Shifting attention back toward the governor’s suggested supplemental appropriations, Committee Chair Eric Tarr, R-Putnam, expressed concerns regarding the supposed “one-time” allocations. Tarr verbalized his thought that these allocations would potentially become “base-building items,” meaning that once introduced, such appropriations would become part of the annual budget moving forward. Pack stated his need to defer to Deputy Revenue Secretary Mark Muchow. 

However, committee members did not have to wait long for Muchow’s response, as he was present for the committee’s second meeting later Thursday afternoon. Muchow began by delivering a revenue summary.

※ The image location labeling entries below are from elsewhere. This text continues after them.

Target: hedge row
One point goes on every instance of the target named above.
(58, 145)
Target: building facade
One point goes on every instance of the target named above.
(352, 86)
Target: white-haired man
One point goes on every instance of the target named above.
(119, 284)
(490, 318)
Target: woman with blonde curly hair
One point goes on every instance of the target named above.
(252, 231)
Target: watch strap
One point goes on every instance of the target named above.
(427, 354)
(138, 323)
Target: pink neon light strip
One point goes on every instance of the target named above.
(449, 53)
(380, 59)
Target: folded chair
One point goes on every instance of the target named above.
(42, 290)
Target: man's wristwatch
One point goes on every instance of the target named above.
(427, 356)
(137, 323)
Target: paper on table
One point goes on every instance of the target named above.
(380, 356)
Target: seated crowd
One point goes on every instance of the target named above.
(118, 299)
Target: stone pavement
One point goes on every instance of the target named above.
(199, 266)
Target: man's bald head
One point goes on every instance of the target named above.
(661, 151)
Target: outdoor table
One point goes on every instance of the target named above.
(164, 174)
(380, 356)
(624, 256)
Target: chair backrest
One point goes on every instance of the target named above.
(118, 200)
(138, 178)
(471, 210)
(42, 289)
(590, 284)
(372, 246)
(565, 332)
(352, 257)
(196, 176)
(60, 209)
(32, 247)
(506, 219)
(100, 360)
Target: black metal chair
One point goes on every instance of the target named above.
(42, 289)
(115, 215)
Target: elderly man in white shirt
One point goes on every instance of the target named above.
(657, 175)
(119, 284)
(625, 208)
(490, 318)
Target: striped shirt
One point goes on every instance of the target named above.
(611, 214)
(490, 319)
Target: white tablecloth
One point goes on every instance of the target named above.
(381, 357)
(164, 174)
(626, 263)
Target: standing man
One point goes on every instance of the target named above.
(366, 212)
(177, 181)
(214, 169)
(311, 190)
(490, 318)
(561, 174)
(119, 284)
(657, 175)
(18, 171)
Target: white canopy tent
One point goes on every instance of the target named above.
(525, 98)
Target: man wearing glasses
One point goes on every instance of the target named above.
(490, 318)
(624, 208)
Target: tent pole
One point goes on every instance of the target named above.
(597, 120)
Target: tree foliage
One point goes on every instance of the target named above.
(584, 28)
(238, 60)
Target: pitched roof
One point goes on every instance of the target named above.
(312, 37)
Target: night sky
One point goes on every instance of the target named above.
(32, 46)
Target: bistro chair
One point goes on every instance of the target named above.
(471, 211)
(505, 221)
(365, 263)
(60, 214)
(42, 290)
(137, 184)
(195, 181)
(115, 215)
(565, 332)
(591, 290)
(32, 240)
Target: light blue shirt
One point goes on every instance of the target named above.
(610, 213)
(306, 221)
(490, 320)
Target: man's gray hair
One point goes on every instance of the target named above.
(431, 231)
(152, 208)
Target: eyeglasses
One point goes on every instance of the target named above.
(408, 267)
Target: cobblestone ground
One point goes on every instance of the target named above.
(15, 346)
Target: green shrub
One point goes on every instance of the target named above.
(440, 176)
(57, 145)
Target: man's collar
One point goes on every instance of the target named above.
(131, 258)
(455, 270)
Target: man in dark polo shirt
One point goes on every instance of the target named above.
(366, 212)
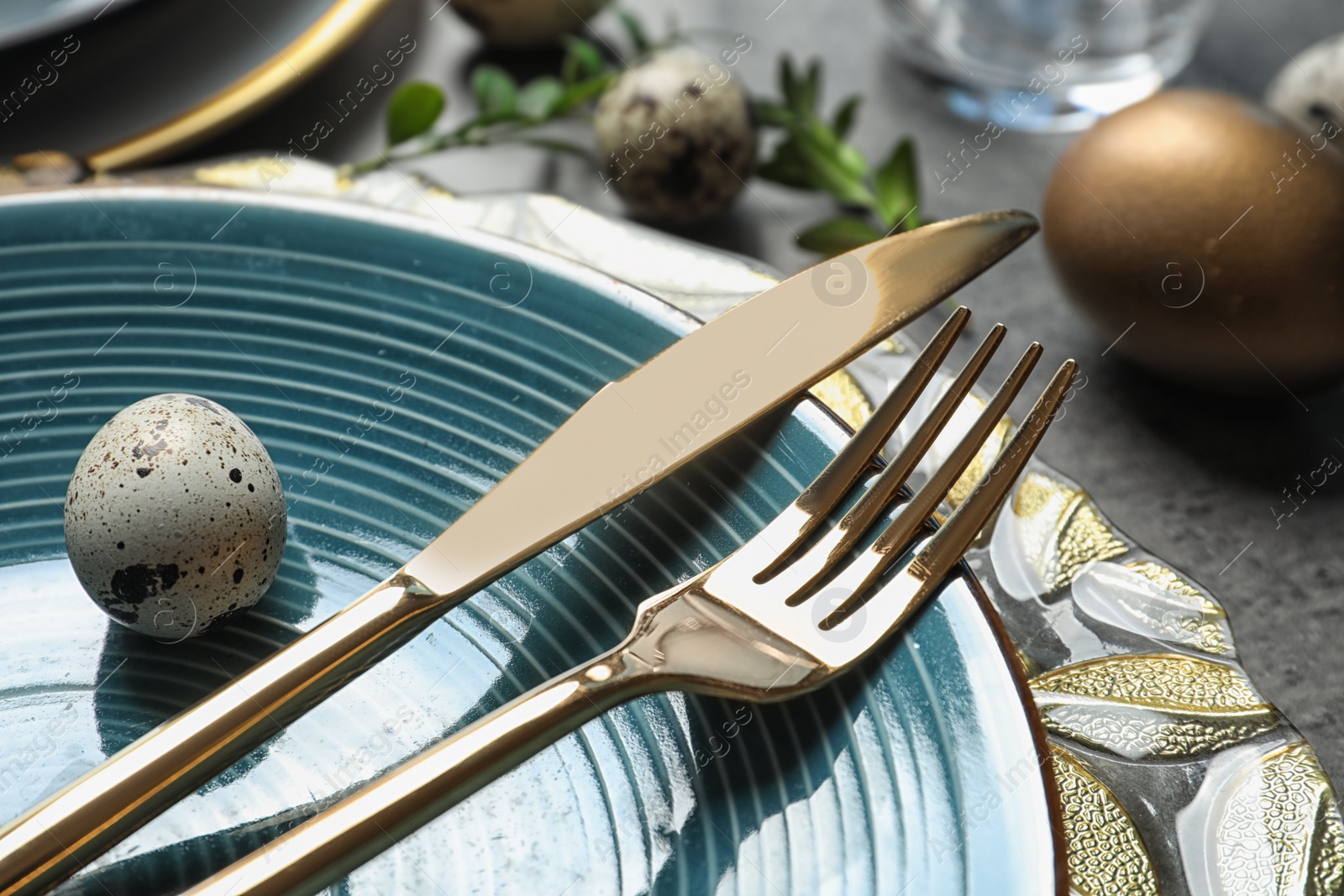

“The economy continues to show growth with lower inflation,” Muchow said. “Our energy sector continues to show production increases, however prices are down from the prior year. Last year we had record prices, particularly for natural gas. This year prices are down, and they’re also a little bit lower for coal.”

According to Muchow, between fiscal years 2010 and 2019, West Virginia averaged only 2% general revenue fund growth per year. Beginning in 2020, however, average general revenue revenue fund growth has climbed to 8.1% per year. 

“Projected between 2023 and 2029 is negative 1.5%,” Muchow said, explaining that the negative revenue growth is the result of the state’s multi-year tax cut initiative. “The official estimate in 2024 was $4.884 billion, which matched the governor’s proposed budget for that year. The official estimate for 2025 is `$5.2645 billion.”

Tarr then returned to his previous concern, asking Muchow, “Do you see years where you spend way beyond what the revenue climb looks like as a percentage of your previous spend?”

“For instance, if we grow 3%, are we passing budgets that are 10 or 12% growth?” Tarr asked.

“In response, Muchow said, “We’ve had a lot of extra money in the last couple years.”

“The legislature, I think, is concentrating that extra money to the extent that you’re appropriating it on one-time activities that don’t necessarily have to be funded year-in and year-out,” Muchow added. “So as long as you’re doing one-time activities – and a lot of that money is going to the state’s rainy day fund. It appears that the legislature has been pretty careful about not overspending on items that will move forward.”